Why You Should Start Sharing Your Salary Around the Office
The standard policy is Don’t Ask, Don’t Tell. But is it actually helping anybody but the company?
Every young professional hears the lines eventually. A stern warning of heartfelt advice. Don’t ask people what they make, and be careful who you tell. It’s a taboo to discuss salary with, well, anyone.
“It’s none of their business what you make.”
“You don’t want to make people jealous.”
I’ve heard many reasons why salary shouldn’t be shared, but none explained how keeping the secret actually helps you as an employee. (Spoiler alert) It doesn’t.
Millennials are more likely than their parents to share their salaries with friends, family and coworkers. And we all should. Despite the growing trend, the majority of professionals entering the workforce still feel uneasy about the whole thing. And it’s understandable given that’s all we’ve heard throughout life.
I try to share my salary whenever necessary — so I don’t get labeled a hypocrite — and in hopes it adds some value. When the going rate for your job is public domain, it makes it harder for companies to underpay because you understand the worth you command. Like buying a car, the more research you do, the less a salesman can get over on you.
Trading salaries isn’t so you can storm into a manager’s office demanding you get paid as much as your friend. It’s about learning the market for your job, how you fit into that market, and leveraging the information to get what you deserve. It’s about negotiating for the win-win.
Salary insights are a vital tool in any professional toolkit, but they are just the start. Knowing the why, is just as important as the how much.
The whys are those specialized skills and cross sectional experiences that take a qualified candidate above and beyond the requirements. Not every applicant brings the exact same qualifications. As a professional, actively seeking or not, learning what factors into raising that base salary needs to be understood before starting negotiations.
Websites like Glassdoor have become as essential to the job application process as Linkedin because of the frame of reference they provide. These sites provide the benefit of comfortable sharing, without the worry of social consequences and office politics. And making candid salary discussions common practice in offices adds even more value.
Nevertheless , the perception endures that coworkers will envy or resent you for making more than they do. But, is this how you would react hearing a coworker makes more than you? Or would you prepare your case to ask management for a raise?
Obviously, the executives and managers are the first to warn against sharing this information. What’s surprising are the workers who spread the paranoia. Secrecy most often benefits the company, not the worker. The employee’s lack of information ultimately gets leveraged to get labor for cheap. Seasoned professionals, and recent grads alike are ripe for exploitation when there is no relevant data available to compare.

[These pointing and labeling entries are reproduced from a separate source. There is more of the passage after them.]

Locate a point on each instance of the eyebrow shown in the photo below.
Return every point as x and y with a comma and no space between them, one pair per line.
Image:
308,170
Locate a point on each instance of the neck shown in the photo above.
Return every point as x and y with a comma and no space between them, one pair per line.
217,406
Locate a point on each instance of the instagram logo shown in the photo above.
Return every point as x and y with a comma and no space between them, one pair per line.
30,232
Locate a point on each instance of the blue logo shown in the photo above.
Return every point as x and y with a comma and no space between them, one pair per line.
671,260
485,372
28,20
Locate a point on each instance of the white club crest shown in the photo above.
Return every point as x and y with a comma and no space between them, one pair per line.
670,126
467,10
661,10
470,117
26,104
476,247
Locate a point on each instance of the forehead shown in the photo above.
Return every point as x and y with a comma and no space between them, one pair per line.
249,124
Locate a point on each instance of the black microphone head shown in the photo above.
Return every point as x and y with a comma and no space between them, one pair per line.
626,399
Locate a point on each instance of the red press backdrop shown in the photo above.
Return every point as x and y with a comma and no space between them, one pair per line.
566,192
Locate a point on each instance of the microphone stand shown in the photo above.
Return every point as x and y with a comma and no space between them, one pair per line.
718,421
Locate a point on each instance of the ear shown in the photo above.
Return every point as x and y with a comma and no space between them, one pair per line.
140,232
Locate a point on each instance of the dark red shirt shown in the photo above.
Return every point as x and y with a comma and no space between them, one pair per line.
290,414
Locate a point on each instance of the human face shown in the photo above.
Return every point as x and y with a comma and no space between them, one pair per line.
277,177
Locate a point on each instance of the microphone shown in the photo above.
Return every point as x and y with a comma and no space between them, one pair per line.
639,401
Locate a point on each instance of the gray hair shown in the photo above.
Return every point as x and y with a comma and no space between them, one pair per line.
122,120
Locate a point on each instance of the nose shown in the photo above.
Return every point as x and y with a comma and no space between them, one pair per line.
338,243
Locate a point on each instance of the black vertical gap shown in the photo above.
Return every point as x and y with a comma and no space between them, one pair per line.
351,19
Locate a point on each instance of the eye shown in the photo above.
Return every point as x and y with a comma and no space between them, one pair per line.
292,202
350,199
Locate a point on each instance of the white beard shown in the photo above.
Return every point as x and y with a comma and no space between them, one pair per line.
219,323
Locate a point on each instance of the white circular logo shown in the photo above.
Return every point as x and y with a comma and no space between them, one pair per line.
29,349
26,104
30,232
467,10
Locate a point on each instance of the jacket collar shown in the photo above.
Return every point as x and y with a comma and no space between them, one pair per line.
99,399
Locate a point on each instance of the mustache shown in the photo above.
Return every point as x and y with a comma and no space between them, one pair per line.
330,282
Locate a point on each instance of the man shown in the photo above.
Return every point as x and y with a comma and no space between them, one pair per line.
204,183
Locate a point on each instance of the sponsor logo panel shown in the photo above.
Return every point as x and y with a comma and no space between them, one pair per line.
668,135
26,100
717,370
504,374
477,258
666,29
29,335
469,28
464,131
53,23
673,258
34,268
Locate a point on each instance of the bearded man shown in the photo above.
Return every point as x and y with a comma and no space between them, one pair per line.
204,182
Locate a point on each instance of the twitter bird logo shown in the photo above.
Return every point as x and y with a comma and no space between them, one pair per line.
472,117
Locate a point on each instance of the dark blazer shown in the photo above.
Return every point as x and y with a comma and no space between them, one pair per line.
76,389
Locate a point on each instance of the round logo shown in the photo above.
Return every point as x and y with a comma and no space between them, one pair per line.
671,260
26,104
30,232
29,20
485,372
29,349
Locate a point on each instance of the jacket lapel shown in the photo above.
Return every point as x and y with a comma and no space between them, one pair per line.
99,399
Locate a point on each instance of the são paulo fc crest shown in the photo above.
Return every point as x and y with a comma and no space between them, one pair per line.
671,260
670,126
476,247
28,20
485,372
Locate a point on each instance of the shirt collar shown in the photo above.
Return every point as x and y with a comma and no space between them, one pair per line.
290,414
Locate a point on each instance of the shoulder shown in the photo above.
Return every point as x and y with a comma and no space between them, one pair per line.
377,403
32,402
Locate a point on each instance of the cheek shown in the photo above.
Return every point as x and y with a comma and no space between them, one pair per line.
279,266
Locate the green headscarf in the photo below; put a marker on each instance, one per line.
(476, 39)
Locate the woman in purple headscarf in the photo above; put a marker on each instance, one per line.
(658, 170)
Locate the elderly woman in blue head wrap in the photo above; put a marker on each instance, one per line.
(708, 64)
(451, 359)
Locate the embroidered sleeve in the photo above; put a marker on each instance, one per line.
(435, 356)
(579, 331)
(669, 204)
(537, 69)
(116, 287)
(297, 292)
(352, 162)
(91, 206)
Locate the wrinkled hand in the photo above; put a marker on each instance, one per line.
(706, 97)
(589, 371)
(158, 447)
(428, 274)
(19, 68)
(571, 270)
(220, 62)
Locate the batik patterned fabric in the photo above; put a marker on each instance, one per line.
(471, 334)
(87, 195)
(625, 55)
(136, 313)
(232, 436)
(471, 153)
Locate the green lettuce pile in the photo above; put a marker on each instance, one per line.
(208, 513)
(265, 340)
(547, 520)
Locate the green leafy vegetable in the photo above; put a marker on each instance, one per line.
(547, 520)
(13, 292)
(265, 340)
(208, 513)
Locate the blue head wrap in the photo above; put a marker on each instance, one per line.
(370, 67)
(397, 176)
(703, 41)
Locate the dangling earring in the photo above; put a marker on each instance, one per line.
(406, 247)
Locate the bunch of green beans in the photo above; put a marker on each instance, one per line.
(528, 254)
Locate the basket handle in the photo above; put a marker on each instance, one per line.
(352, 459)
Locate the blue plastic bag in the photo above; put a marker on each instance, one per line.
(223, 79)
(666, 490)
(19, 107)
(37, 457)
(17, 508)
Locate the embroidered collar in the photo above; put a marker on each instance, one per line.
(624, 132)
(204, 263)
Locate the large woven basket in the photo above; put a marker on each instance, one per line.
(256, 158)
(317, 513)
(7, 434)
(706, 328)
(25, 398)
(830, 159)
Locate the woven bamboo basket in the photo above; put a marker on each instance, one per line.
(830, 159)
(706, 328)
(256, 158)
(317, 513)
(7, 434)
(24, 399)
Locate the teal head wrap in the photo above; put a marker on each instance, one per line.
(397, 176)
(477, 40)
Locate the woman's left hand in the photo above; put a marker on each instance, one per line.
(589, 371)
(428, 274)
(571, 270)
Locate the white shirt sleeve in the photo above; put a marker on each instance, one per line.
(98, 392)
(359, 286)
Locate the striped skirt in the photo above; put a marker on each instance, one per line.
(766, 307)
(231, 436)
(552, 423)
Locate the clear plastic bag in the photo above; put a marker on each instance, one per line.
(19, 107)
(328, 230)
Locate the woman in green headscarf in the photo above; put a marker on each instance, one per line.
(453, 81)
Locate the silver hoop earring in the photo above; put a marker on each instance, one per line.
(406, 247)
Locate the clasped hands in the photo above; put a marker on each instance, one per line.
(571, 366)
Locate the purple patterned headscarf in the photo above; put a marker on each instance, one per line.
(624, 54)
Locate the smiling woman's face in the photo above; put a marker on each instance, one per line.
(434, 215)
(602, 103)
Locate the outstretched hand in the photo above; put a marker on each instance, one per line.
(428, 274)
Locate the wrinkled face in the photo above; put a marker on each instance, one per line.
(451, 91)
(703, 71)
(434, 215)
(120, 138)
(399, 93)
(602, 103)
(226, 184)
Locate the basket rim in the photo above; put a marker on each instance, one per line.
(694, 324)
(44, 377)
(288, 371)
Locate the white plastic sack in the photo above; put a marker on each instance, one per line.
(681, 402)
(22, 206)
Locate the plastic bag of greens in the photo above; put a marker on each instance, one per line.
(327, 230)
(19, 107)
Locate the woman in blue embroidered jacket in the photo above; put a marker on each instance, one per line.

Now, everyone shouldn’t shout their salary from the rooftops indiscriminately. Consider who you share with, and how you communicate the message.
Unless you are comfortable being asked for loans on a regular basis, the whole world doesn’t need to know how much you earn. Coworkers could get the wrong idea or misunderstand. Sometimes an employee actually does deserve higher pay for the same job because specialized skills make them more qualified.
However, no one sharing their salary with anyone disproportionately benefits the people writing the checks, not those receiving them. And sharing your pay could profit the entire workforce. Like a vaccine and herd immunization, quality information requires mass participation for the full benefits.
Hopefully, opening up about salary can lead to more robust conversations about the qualifications and experiences leveraged to gain additional benefits. Offices should be a place of open conversations about the skills rewarded in the workplace. Leadership should be accountable for upholding the standard of compensation. Ultimately, the individual worker should be in control of their career.